Metro Atlanta’s middle class is shrinking faster than the Braves’ chances of winning the pennant.
OK, that’s an exaggeration. But there’s no question that our region’s middle class is being gradually hollowed out, so gradually that it is easy to go unnoticed. But gauged over time, the trend is crystal clear.
Over the past 15 years, according to Census Bureau data, the percentage of upper- and especially middle-income households in the 29-county Atlanta metro region has declined significantly, with an offsetting increase in the percentage of low-income households. That’s a national phenomenon, but it has hit our own region particularly hard.
How hard? According to a study released this month by the Pew Research Group, the only major metro region to experience a steeper decline in its middle class was Detroit. Other data tell the same story. Median household income in the Atlanta-Roswell-Sandy Springs metro area fell by $14,359, from $83,531 in 1999 to $69,136 in 2014, adjusted for inflation.
Think about that. That’s $14,000 less per household, per year. Multiply that by the number of households in the region, and you have an idea of the overall loss of earning power, spending power and quality of life. Again, the only major metro area with a faster decline was Detroit, with a drop of $14,449.
Statewide numbers are just as bad. Between 1999 and 2014, median household income in Georgia fell by $10,700, a decline again exceeded only by Michigan. In 1999, we ranked 15th in median income. By 2014, we had fallen to 33rd.
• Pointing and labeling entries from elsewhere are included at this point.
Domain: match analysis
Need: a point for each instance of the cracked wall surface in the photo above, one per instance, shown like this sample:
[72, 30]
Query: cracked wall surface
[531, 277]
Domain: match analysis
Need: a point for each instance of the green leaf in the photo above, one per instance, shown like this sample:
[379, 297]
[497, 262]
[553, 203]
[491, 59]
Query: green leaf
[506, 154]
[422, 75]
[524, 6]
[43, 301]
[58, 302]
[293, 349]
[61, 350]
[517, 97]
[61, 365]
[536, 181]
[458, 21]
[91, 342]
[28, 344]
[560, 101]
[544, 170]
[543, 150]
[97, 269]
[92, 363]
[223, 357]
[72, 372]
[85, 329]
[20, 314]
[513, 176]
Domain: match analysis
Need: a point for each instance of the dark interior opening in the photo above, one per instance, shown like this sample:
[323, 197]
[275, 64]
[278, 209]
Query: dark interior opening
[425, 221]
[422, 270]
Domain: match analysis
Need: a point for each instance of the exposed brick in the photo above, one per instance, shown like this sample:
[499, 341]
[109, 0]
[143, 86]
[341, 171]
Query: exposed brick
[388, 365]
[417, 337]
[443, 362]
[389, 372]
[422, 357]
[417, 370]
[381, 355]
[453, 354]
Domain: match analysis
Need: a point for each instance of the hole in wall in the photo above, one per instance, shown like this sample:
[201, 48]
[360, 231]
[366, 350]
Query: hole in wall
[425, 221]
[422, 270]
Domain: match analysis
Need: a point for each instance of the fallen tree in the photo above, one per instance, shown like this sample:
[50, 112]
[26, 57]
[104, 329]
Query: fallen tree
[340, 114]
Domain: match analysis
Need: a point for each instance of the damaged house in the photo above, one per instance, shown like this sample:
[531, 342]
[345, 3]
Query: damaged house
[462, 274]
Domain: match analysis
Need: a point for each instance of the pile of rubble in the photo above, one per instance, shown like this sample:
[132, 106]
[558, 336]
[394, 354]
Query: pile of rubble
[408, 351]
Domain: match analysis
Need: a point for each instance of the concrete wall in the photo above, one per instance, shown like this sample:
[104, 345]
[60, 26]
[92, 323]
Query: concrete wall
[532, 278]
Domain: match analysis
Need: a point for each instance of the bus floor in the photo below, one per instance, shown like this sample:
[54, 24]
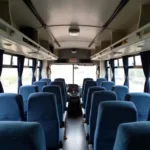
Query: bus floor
[75, 133]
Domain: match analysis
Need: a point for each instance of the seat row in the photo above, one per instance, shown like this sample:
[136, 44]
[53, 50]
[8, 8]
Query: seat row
[44, 107]
[30, 136]
[104, 112]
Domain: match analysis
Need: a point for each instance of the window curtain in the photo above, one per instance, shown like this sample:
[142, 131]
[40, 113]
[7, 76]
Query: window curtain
[20, 67]
[145, 58]
[33, 70]
[106, 70]
[111, 62]
[126, 70]
[40, 70]
[1, 67]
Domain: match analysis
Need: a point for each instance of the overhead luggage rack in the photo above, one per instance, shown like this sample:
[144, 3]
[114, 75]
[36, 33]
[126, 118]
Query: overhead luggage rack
[133, 43]
[13, 41]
So when state leaders bemoan the growth of food stamp enrollment in recent years, snidely attributing it to constituents who “have turned the safety net into a hammock,” they ought to look at actual data before stooping to such condescension.
In fact, according to a new study by the University of California, some 49 percent of Georgians working in manufacturing are paid so poorly that they have to rely on the public safety net to make ends meet. The only state with a worse rate is Mississippi. Again, these are working people with a job.
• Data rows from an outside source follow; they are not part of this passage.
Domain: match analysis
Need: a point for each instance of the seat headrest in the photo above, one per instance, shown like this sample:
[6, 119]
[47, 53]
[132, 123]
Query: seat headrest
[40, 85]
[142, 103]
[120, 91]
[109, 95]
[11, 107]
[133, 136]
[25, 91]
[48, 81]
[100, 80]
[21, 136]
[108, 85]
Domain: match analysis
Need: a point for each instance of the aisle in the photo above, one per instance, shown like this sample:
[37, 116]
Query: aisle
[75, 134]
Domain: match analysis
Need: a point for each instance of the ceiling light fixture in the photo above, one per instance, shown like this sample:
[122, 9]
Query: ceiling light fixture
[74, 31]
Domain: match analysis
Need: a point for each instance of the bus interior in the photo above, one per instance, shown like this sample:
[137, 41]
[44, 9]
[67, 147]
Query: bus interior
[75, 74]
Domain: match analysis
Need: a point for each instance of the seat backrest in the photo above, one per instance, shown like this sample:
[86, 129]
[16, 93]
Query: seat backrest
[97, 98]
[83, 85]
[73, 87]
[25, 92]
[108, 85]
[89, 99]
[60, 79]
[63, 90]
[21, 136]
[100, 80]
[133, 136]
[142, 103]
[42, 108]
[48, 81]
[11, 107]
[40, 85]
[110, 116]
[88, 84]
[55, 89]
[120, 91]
This should not be happening. We’re a SunBelt metro area, not a northern city frozen over for a good part of the year. We’re a metro region deeply integrated into the global economy, not a city gutted by the collapse of manufacturing jobs. But you couldn’t tell it from the economic trends.
Now, one way to reverse such trends would be to invest in education. At every level — individual, regional, state and national — the best way to increase earning power, economic stability and quality of life is through education. Our elected leaders constantly preach that refrain, and they’re right to do so.
But what they preach and what they do are two different things.
Georgia leaders have cut so much from higher education over the past decade — and offset it with tuition increases — that we are one of just seven states to have raised tuition by 60 percent or more since 2007-08, according to the Center for Budget Priorities in Washington. Overall, Georgia has slashed per-student support for higher education by 20 percent, and as tuition has soared the HOPE scholarship program has been whittled back, compounding the problem.
Our leaders remain fixated on cutting taxes, under the theory that reducing the cost of doing business will lead to more business. Setting aside the wisdom of that theory for a moment, doesn’t that same dynamic play out in higher education? If you raise the price of something by 60 percent, aren’t you going to get a lot less of it, at the very time when you need it most?
You also have to wonder whether the region is paying a price for its refusal to invest in itself and re-invent itself. The contrast with a region such as Denver, which committed itself years ago to a transit-oriented future, is stark. As Politico reports, that region found a way to work together toward a common goal, and it’s paying off:
“Their ability to work collectively—and the public’s willingness to approve major taxpayer investments—has created a transit system that is already altering Denver’s perception of itself, turning an auto-centric city into a higher-density, tightly-integrated urban center that aims to outcompete the bigger, older coastal cities on the global stage….
In recent years, Denver has been storming national rankings lists: Brookings Institution demographer William Frey’s best (2011) and second best (2013) city for attracting millennials; the best city for college graduates (2014, Apartments.com); the largest increase in residents with college degrees (U.S. Census, 2014); the best commercial real estate market (Coldwell Banker, 2015); the second best for launching a startup (2014, Forbes); and, this year, U.S. News and World Report’s best place to live.”
Metro Atlanta, by comparison, is paralyzed. We cannot act, plan or grow as a region because we lack the means to think as a region, and we lack the means to think as a region because we are more fixated on the lines that divide us than the future that unites us. Our state leaders remain committed to an economic development strategy right out of the 19th century, content to wring diminishing returns from the investments made by earlier generations rather than take on the risk of reinvention. Decisions that needed to be made one or two decades ago are still being pushed off to some vague point in the future, and as we look around at peer cities we see the vitality and prosperity that complacency has cost us.